Concurrent PAUS of a mouse hind paw. In vivo PAUS results of a mouse’s hind paw, showing the XY and XZ projections for US (a, b), PA (c, d), and fused PAUS (e, f). The FOV in the XY plane is 4.8 × 4 mm2

In addition to the reported concurrent PAUS system using the DE-UST, which is customized and not commercially available, we also implemented an alternative system by replacing the DE-UST with two identical single-elemental focused ultrasonic transducers (V324, Olympus, Inc.) with a central frequency of 25 MHz. The two transducers were both placed pointing downward at a 45° angle with respect to the optical axis. The two acoustic foci were confocally aligned with the optical focus but off-axis. Using this alternative system, the phantom and in vivo results are shown in Fig. 4 and 5 and are similar to those obtained by the system with the DE-UST. However, different from the co-axial and reflection configuration with the DE-UST, the off-axis setup for the transducers has reduced the depth of focus of the acoustic detection and restricted the penetration depth for both PA and US. Therefore, to obtain images comparable to those obtained using the DE-UST system, z-axis scanning is necessary, which increases imaging time.

Fig. 4
figure 4

Dual-transducer PAUS of a leaf phantom. Phantom leaf results obtained by an alternative PAUS system with two single-element focused ultrasonic transducers, showing the XY and XZ projections for US (a, b), PA (c, d), and fused PAUS (e, f). The FOV for the XY plane is 5 × 4 mm2, and the left part is the green leaf and the right part is the red leaf

Fig. 5
figure 5

Dual-transducer PAUS of mouse hind paw. In vivo PAUS results with two single-element focused ultrasonic transducers, showing the XY and XZ projections for US (a, b), PA (c, d), and fused PAUS (e, f). The FOV in the XY plane was 9 × 5 mm2

Discussion and Conclusion

Integrated PA and US imaging has been demonstrated for needle guidance, identification of lymph nodes [11], and other in vivo structural imaging applications [26, 27]. However, the majority of existing integrated PAUS systems do not have a good enough resolution to qualify as microscopes. Here we have demonstrated a concurrent PAUS microscope that reveals optical and mechanical properties of the tissue simultaneously. Our PAUS system combines optical-resolution photoacoustic microscopy (OR-PAM) with US pulse-echo imaging, providing a high-resolution PA image that can reveal functional and anatomical information and a co-registered US pulse-echo image that can reveal general structural information [3, 28]. We have also implemented an alternative design with commercial focused ultrasonic transducer, for readers without access to the customized DE-UST. While hemoglobin was used as the endogenous chromophore for PA imaging in this study [23], multiple wavelengths could be incorporated into the system in the future for measuring oxygen saturation of hemoglobin (sO2) [29,30,31] and oxygen partial pressure (pO2) [24, 32, 33], as well as for molecular imaging of exogenous probes [2, 34, 35]. Our PAUS system can also be used to image microbubbles to provide blood flow velocity [36,37,38] and nonlinear mechanical properties [39,40,41]. We expect PAUS imaging to find a broad range of biomedical applications.

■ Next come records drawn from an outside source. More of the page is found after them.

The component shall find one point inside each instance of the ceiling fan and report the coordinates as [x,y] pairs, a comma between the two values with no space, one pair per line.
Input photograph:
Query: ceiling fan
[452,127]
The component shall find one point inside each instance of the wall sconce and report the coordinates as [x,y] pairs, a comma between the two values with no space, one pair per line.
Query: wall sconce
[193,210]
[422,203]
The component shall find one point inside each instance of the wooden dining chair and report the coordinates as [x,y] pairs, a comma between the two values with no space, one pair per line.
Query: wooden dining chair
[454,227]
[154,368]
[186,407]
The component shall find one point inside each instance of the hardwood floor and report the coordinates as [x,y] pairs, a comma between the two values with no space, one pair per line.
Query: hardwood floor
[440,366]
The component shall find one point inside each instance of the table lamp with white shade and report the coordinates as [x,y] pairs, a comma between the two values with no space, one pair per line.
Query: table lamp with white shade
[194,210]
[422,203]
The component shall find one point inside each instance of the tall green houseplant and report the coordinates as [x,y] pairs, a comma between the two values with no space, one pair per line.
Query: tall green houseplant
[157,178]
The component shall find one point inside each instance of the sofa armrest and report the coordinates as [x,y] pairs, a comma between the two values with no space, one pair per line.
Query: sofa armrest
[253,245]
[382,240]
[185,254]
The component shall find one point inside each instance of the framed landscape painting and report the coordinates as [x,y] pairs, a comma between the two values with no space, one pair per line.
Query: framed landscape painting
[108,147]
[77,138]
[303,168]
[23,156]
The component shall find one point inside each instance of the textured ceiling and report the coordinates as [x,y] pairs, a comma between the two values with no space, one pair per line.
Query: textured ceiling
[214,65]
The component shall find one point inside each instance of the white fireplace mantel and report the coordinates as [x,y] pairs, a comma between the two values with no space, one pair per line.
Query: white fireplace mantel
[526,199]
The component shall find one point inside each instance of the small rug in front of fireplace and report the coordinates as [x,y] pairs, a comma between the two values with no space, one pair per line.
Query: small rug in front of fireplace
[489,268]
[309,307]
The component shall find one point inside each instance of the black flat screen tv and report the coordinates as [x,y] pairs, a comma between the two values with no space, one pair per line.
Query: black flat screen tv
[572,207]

Nevertheless, our PAUS system still faces certain challenges. The depth of laser penetration in PA imaging is limited by the strong scattering of light in tissue. Though targeted nanoparticle contrast agents can be used to enhance the signal-to-noise ratio at greater depths [7, 42], the delivery efficiency of the targeted nanoparticles has to be further improved [43]. In addition, incorporating PA imaging into a commercial US system may increase the cost of the overall system due to the typical requirement of high-energy laser excitation [8]. Low-cost laser-diodes have been used for PA imaging [44,45,46], which might be a promising solution for low-cost concurrent PAUS systems.